5
Februar
2019

Wer, wie, wo sind wir da in der Schule? Orientierung mit keramischen Elementen

Gewaltpräventionsprojekt mit den 4. Klassen der NMS Albert Schweitzer und einem Lehrer*innenteam unter der Leitung von ISOP Schulsozialarbeit Mag.a (FH) Bibiane Sperger mit künstlerischer Unterstützung und Beratung von Gregor Fauland & Kollegen von Casinos Austria (diese übernahmen die Gehaltskosten für den Keramiker und dessen weitere Helfer*innen!)

In der NMS Albert Schweitzer sind wir täglich mit den Herausforderungen der Migration konfrontiert. Unsere Schüler*innen sprechen über 15 verschiedene Sprachen! Einige sind noch nicht lange in Österreich, während andere aus marginalisierten Familien kommen. Lernen wollen sie zwar alle, doch die Lebensbedingungen unserer Schüler*innen von früher oder jetzt daheim sind oft nicht optimal auf das Lernen abgestimmt.

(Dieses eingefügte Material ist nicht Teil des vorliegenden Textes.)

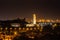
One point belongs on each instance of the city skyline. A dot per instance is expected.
(44, 9)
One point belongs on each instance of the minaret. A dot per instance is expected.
(34, 18)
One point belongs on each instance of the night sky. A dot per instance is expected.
(12, 9)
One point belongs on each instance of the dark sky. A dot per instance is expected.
(11, 9)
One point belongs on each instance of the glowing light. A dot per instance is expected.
(34, 19)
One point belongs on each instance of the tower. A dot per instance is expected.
(34, 18)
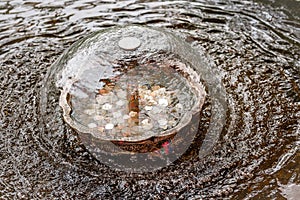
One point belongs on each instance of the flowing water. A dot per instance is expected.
(255, 47)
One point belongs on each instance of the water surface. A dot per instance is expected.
(255, 48)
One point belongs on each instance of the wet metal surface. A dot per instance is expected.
(255, 48)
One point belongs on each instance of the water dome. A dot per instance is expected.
(129, 89)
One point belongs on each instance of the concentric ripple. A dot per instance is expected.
(248, 146)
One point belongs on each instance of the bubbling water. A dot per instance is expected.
(139, 97)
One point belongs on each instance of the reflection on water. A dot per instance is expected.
(255, 49)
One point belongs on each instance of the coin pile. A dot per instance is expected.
(134, 110)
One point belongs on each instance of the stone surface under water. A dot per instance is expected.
(256, 51)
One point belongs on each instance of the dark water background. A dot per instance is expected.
(256, 47)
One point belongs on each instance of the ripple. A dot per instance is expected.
(251, 154)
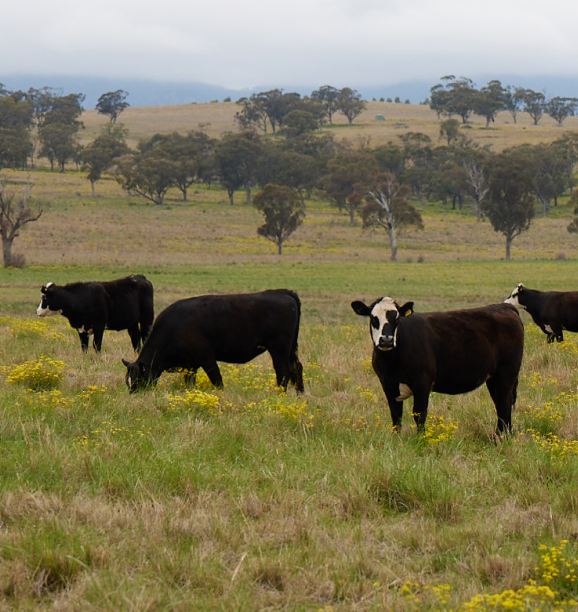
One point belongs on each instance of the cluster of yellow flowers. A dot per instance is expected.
(437, 430)
(551, 444)
(41, 374)
(111, 432)
(558, 573)
(559, 569)
(195, 399)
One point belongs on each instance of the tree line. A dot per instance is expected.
(383, 186)
(459, 96)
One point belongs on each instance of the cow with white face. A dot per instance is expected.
(450, 352)
(552, 311)
(124, 303)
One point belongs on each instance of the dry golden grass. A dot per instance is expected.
(216, 118)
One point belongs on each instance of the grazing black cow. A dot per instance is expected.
(198, 332)
(126, 303)
(552, 311)
(448, 352)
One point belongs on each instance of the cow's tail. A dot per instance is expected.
(296, 369)
(146, 306)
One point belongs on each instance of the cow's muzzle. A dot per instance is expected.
(385, 343)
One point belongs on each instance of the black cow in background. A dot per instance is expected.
(198, 332)
(125, 303)
(448, 352)
(552, 311)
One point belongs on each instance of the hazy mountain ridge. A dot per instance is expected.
(156, 93)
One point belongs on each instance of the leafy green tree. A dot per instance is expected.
(489, 101)
(510, 205)
(59, 144)
(514, 100)
(238, 158)
(112, 104)
(350, 104)
(450, 130)
(328, 96)
(453, 97)
(561, 108)
(15, 125)
(283, 213)
(534, 104)
(14, 215)
(192, 155)
(148, 176)
(58, 132)
(344, 173)
(99, 155)
(387, 205)
(547, 171)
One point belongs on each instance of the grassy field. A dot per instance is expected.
(250, 499)
(219, 117)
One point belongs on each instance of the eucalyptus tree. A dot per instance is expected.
(346, 171)
(283, 212)
(561, 108)
(15, 213)
(238, 157)
(489, 101)
(100, 154)
(534, 104)
(350, 103)
(387, 205)
(328, 97)
(112, 104)
(510, 202)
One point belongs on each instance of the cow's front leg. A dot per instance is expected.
(420, 404)
(97, 339)
(396, 410)
(83, 340)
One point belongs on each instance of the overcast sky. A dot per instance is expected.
(248, 43)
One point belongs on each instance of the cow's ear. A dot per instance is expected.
(360, 308)
(406, 309)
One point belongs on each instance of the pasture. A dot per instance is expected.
(250, 499)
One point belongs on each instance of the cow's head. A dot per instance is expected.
(48, 306)
(384, 315)
(138, 376)
(517, 297)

Umso wichtiger ist es, dass die Schule als Lern- und Lebensort Möglichkeiten der Teilhabe und Gestaltung eröffnet. Anstatt die Defizite der Schüler*innen zu betonen, liegt der Fokus auf den eigenen Potentialen und Ressourcen und es werden alle als kompetente und gestaltende Individuen wahrgenommen.

Die Schüler*innen der 4. Klassen haben nun die Möglichkeit, sich in einem künstlerischen Keramikprojekt aktiv in die Schulgestaltung einzubringen und damit ihren Lern- und Lebensalltag kooperativ mit Tonarbeiten zu gestalten. Wichtig werden in diesem Projekt die Auseinandersetzung mit eigenen und anderen Interessen sowie die Abwägung individueller Ansprüche mit übergreifenden Gemeinschaftsinteressen.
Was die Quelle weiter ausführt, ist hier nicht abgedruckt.